Facevo tenerezza a me stessa, non mi amettevo di essere drogata di un’idea. Letteralmente drogata. Quando attraversava il reparto, con la sua camminata lenta e troppo decisa, lo guardavo dalla testa ai piedi, dovevo trovarne tutti i difetti, fisici, di movimento. Tutti. Dovevo convincermene. Dovevo riprendere il controllo. 

Avevo ripreso a fare colazione la mattina, qualcosa stava cambiando in me. Io non lo accettavo. Lo odiavo. Lo odiavo? 

Una delle mie tante mattine nella piena confusione del civico, una donna mi prende per il braccio, un’infermiera che di corsa, per farsi aiutare, mi trascina nel suo ambulatorio. Io in ambulatorio non c’ero mai stata. Non sapevo nemmeno se fossi all’altezza della situazione. Non sapevo cosa mi aspettasse. Non avevo idea di cosa si facesse. Sapevo solo che ci stavamo dirigendo lì. 

Lui era lì, seduto davanti la scrivania. Si è girato col suo solito sguardo gelido, non un cenno di saluto. Nulla. Neanche io. Adesso sapevo che era un medico, che lavorava lì e che quella mattina io avrei, non so con quale calma, dovuto lavorare con quel freddo. 

Quella mattina, quella dopo, quella dopo ancora…. 

Uno sguardo e un miliardo di pensieri

tumblr_lwmpg1qjcP1r4dycjo1_400Tutto avrei desiderato in quel periodo e tante cose la mia testa immaginava sarebbero successe in quel reparto: tranne una cosa

Immaginavo avrei provato tanta tristezza,  immaginavo non sarebbe stato facile raggiungere il giusto equilibrio tra il distacco dalle sofferenze di un paziente e quel legame con lo stesso, necessario per creare un rapporto di fiducia e sicurezza, si. Il rapporto empatico, insomma. Era tutto una novità, potevo solo immaginare e la mia immaginazione si fermava lì, a quel giorno. Mi credete? Il giorno Maledetto. 


Sapete quando guardate da un’altra parte, ma avvertite di essere osservati, fissati da qualcuno? Quasi in modo inquietante. Ecco, per me non era stato esattamente un “quasi”. Ricordo nitidamente quella terribile  sensazione nell’essere inquietata da una presenza che mi fissava e non appena avevo trovato il coraggio di voltarmi per capire chi fosse, già era andato via. Una ridicola apparizione. Una terribile sensazione che, non so il perchè, mi ha accompagnata per tutta la giornata. Anche uscita dall’ospedale. Io non sapevo chi fosse, non sapevo come fosse fatto. Sapevo, però, COSA mi avesse fatto e non era nulla di bello.  


Quella bambina diventata un’adulta, ormai, un po’ folle e in perenne contrapposizione con me. Lei In cerca di follie per sentirsi viva, per uscire dalla tomba cui ciclicamente si addormentava, con picchi di emozioni fortissime e irrazionali. La Ragazza Cubica, una cacciatrice di paure. Le stesse che da bambina l’hanno fortemente incuriosita e devastata e IO, un po’ una sua vittima e un po’ sua complice.

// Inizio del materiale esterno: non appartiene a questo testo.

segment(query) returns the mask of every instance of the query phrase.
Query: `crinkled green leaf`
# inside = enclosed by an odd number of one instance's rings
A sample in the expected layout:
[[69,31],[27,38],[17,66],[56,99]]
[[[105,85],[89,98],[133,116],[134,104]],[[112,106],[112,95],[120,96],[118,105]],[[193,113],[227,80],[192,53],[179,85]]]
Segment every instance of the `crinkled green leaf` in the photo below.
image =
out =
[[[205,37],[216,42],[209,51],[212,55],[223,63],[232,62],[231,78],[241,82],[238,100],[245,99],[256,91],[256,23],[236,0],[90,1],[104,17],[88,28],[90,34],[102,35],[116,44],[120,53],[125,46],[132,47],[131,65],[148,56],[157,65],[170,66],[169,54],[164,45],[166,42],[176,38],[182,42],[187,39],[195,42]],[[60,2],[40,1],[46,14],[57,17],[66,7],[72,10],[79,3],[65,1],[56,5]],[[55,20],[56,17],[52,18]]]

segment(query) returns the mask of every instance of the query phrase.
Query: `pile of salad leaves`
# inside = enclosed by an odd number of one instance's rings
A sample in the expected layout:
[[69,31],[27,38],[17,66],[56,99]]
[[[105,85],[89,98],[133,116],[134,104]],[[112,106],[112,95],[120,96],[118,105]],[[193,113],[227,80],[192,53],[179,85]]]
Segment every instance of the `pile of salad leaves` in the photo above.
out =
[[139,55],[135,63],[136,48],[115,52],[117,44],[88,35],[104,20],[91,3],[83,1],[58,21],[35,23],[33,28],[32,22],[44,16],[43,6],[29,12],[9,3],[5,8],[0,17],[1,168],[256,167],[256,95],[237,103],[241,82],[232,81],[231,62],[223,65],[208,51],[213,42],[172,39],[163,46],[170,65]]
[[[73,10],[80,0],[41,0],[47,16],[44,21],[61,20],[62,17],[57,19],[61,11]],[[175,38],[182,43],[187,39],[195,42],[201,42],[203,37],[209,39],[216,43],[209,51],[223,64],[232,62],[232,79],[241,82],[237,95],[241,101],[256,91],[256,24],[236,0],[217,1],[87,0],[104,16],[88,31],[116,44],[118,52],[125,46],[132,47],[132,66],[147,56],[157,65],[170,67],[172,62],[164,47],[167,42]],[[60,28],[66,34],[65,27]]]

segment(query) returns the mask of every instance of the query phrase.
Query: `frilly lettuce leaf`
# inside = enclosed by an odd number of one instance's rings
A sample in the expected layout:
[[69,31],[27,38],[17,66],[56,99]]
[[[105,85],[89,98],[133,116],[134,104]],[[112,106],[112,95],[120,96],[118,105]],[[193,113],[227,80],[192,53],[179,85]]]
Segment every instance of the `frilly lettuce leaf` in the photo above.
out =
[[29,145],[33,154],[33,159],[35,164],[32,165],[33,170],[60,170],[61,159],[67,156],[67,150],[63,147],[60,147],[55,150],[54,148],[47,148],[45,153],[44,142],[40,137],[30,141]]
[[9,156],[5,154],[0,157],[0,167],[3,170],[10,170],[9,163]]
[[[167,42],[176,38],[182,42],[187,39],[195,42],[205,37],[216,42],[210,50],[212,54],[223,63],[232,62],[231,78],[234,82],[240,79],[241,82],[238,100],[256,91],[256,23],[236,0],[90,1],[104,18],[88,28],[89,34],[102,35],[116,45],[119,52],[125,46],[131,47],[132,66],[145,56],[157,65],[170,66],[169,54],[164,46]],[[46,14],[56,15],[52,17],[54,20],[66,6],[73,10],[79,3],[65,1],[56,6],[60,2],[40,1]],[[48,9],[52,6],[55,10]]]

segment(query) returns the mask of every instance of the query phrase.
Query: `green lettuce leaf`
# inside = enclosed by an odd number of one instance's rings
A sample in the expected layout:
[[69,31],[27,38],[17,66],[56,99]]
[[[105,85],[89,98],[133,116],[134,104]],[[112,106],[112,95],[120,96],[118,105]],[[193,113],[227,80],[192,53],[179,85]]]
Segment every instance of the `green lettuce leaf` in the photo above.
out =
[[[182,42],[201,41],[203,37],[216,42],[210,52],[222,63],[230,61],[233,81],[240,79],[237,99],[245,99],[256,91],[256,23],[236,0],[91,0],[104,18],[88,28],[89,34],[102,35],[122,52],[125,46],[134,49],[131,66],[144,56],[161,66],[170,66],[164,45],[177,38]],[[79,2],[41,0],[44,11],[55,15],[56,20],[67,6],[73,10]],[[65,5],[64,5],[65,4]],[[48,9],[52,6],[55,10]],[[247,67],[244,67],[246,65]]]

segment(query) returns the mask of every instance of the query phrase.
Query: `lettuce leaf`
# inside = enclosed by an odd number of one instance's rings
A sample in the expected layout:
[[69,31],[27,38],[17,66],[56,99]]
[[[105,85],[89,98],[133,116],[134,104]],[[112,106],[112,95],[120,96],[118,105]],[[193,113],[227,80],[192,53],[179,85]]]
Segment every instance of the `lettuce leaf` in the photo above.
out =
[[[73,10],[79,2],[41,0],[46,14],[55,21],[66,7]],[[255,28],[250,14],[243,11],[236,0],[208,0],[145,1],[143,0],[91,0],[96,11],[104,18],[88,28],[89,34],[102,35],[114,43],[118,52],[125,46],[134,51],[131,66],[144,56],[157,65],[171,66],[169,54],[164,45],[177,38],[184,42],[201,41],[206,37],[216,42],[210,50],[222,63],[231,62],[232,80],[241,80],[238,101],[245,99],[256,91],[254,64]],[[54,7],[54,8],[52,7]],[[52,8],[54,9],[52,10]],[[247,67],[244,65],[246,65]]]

Passavano i giorni e lui non c’era, non c’era più. Io ero diventata pazza. Mentre studiavo, mi tornava in mente quella sensazione e solo a sensazioni potevo pensare. Il non avere un’immagine in testa mi urtava.

l’essere così urtata mi piaceva tantissimo e sapete perchè? L’idea di base di chi ha un disturbo alimentare, o meglio l’illusione, è avere il pieno controllo di se stessi. Mi spiego meglio: emotivamente raggiungi un livello di apatia talmente alto che non riesci a provare le emozioni ad una normale intensità es: entusiasmo, felicità, eccitazione. Come, per causa di un raffreddore, non poter sentire il sapore del proprio cibo preferito.


Qualche giorno dopo, mentre stavo preparando la terapia ai pazienti, riesco finalmente a dare un volto a quel pensiero..

 

 

L’INIZIO pt.1

“Come hai conosciuto quest’uomo?” mi ha domandato la mia psicologa .                           Così ho voluto concludere il penultimo articolo “Terrore e Amore”.  Sapevo che ne sarebbe seguito un periodo in cui non avrei potuto più scrivere nel blog, per cui non mi sono voluta totalmente addentrare in una storia che sarei stata costretta a lasciare per un po’ di tempo “monca”. 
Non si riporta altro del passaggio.